Olsson C, Aldman G, Larsson A, Holmgren S
Department of Zoophysiology, University of Göteborg, Box 463, S-405 30 Göteborg, Sweden and Department of Radiation Physics, Sahlgrenska Hospital, Göteborg, Sweden.
J Exp Biol. 1999 Jan;202(Pt 2):161-70. doi: 10.1242/jeb.202.2.161.

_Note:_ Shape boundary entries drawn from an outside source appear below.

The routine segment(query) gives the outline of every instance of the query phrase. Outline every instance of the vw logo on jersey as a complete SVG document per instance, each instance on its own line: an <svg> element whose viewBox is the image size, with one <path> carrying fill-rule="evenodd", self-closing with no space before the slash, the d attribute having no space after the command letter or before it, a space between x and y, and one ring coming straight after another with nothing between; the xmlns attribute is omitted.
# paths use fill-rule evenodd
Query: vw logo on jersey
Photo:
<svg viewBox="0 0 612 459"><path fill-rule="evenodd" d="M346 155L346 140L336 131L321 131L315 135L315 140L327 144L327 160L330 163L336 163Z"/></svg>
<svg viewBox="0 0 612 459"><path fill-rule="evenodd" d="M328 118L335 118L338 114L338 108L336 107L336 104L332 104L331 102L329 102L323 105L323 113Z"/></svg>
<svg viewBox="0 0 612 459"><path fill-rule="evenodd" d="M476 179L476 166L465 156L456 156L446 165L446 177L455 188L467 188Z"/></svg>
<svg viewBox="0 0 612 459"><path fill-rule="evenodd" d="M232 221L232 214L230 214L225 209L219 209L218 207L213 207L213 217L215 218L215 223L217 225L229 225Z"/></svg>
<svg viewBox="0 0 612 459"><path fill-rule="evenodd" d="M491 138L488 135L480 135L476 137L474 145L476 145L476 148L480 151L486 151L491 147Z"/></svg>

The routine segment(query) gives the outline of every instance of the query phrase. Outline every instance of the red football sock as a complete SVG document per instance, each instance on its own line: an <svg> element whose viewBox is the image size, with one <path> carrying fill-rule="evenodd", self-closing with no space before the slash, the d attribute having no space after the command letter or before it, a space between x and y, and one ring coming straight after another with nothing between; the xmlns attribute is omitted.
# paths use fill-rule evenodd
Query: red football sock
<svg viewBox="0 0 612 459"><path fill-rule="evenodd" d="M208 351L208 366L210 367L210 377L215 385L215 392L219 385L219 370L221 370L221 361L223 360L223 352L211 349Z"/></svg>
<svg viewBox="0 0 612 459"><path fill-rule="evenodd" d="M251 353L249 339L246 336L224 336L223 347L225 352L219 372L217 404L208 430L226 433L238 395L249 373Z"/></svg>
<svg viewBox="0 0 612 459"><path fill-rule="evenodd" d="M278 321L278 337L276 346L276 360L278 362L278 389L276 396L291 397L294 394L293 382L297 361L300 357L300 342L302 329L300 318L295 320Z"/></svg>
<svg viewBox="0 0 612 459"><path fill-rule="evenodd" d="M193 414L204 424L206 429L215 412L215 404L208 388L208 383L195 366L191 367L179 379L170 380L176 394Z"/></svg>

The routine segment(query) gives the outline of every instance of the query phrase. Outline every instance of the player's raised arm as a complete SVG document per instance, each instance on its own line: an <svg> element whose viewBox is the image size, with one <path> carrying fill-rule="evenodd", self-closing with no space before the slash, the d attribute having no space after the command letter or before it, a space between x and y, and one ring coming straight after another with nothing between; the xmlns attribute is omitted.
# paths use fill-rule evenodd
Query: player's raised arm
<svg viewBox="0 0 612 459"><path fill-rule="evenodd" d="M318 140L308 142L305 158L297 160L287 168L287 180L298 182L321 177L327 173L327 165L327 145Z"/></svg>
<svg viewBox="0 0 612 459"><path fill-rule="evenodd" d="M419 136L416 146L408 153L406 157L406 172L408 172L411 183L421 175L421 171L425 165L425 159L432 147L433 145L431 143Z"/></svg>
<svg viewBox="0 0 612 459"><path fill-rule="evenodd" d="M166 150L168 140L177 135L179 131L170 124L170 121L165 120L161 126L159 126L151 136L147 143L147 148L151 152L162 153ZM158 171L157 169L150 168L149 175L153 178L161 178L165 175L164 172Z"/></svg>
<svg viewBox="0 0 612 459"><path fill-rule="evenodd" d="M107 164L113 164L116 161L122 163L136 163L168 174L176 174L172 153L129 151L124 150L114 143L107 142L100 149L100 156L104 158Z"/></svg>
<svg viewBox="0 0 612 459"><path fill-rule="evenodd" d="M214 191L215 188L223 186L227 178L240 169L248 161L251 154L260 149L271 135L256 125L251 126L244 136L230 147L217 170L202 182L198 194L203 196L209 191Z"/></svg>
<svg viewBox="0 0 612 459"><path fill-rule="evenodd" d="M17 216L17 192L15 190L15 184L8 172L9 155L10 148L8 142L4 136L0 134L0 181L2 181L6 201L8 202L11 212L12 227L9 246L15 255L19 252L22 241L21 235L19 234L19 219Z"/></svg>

In this study, we describe new methods for recording gastric emptying and in vivo measurements of intragastric pressure in fish. Using these methods, we investigated the effects of the sulphated octapeptide of cholecystokinin (CCK8) on gastric emptying and on stomach motility in vivo and in vitro. Gastric emptying of 99Tcm-labelled food was measured in swimming fish by using a gamma camera, counting consecutive 2.5 min periods for 18-42 h. After 20 h, 55.3+/-4.0 % of the labelled food remained in the stomach of the control fish (mean s.e.m., N=9). Vascular infusion of CCK8 (25 pmol kg-1 h-1) delayed gastric emptying so that 70.4+/-4.8 % of the labelled food remained in the stomach after 20 h (N=8). Gastric pressure changes in vivo were measured using a balloon surgically fitted into the cardiac or pyloric part of the stomach. In the cardiac part, intra-arterial infusion of CCK8 at 0.1 nmol kg-1 h-1 resulted in a decrease in the frequency and amplitude of rhythmic contractions, while higher doses started/increased contractions. Atropine blocked much of the basal contractile activity, but did not influence the CCK8-induced inhibition of contractile activity. The pyloric part of the stomach was unaffected by intra-arterial infusion of CCK8 or atropine. In vitro perfusion of the stomach (with a balloon placed in the cardiac part to record motility) with CCK8 at high concentrations (10(-7 )mol l-1 and above) augmented the spontaneous contractions, while lower concentrations had inconsistent effects. In addition, CCK8 (10(-7) to 10(-6 )mol l-1) decreased the amplitude of spontaneous contractions in longitudinal strip preparations, usually in combination with an increase in the resting tension. The decrease in amplitude was not affected by the nitric oxide synthase inhibitor NG-nitro-l-arginine methyl ester hydrochloride (L-NAME; 10(-4 )mol l-1). Depending on the concentration and experimental arrangement, CCK8 had either inhibitory or excitatory effects on the cardiac stomach, suggesting the possible presence of different types of CCK receptor. We conclude that the predominant effect of CCK8 in vivo may be a slowing down of gastric emptying, presumably coinciding with a release of bile into the duodenum.
在本研究中,我们描述了记录鱼类胃排空及胃内压活体测量的新方法。利用这些方法,我们研究了胆囊收缩素的硫酸化八肽(CCK8)对体内和体外胃排空及胃动力的影响。通过使用γ相机,对游动的鱼体内99锝标记食物的胃排空进行测量,连续计数2.5分钟时间段,持续18 - 42小时。20小时后,对照鱼胃内仍有55.3±4.0%的标记食物(平均值±标准误,N = 9)。血管内输注CCK8(25 pmol kg-1 h-1)延迟了胃排空,使得20小时后胃内仍有70.4±4.8%的标记食物(N = 8)。使用手术植入胃贲门或幽门部的气球测量体内胃压力变化。在贲门部,以0.1 nmol kg-1 h-1的剂量动脉内输注CCK8导致节律性收缩的频率和幅度降低,而更高剂量则引发/增强收缩。阿托品阻断了大部分基础收缩活动,但不影响CCK8诱导的收缩活动抑制。胃幽门部不受动脉内输注CCK8或阿托品的影响。用高浓度(10(-7) mol l-1及以上)的CCK8对胃进行体外灌注(在贲门部放置气球记录动力)增强了自发收缩,而较低浓度的效果则不一致。此外,CCK8(10(-7)至10(-6) mol l-1)降低了纵向肌条标本中自发收缩的幅度,通常伴随着静息张力的增加。幅度的降低不受一氧化氮合酶抑制剂盐酸NG-硝基-L-精氨酸甲酯(L-NAME;10(-4) mol l-1)的影响。根据浓度和实验设置,CCK8对贲门胃既有抑制作用也有兴奋作用,提示可能存在不同类型的CCK受体。我们得出结论,CCK8在体内的主要作用可能是减缓胃排空,推测这与胆汁排入十二指肠同时发生。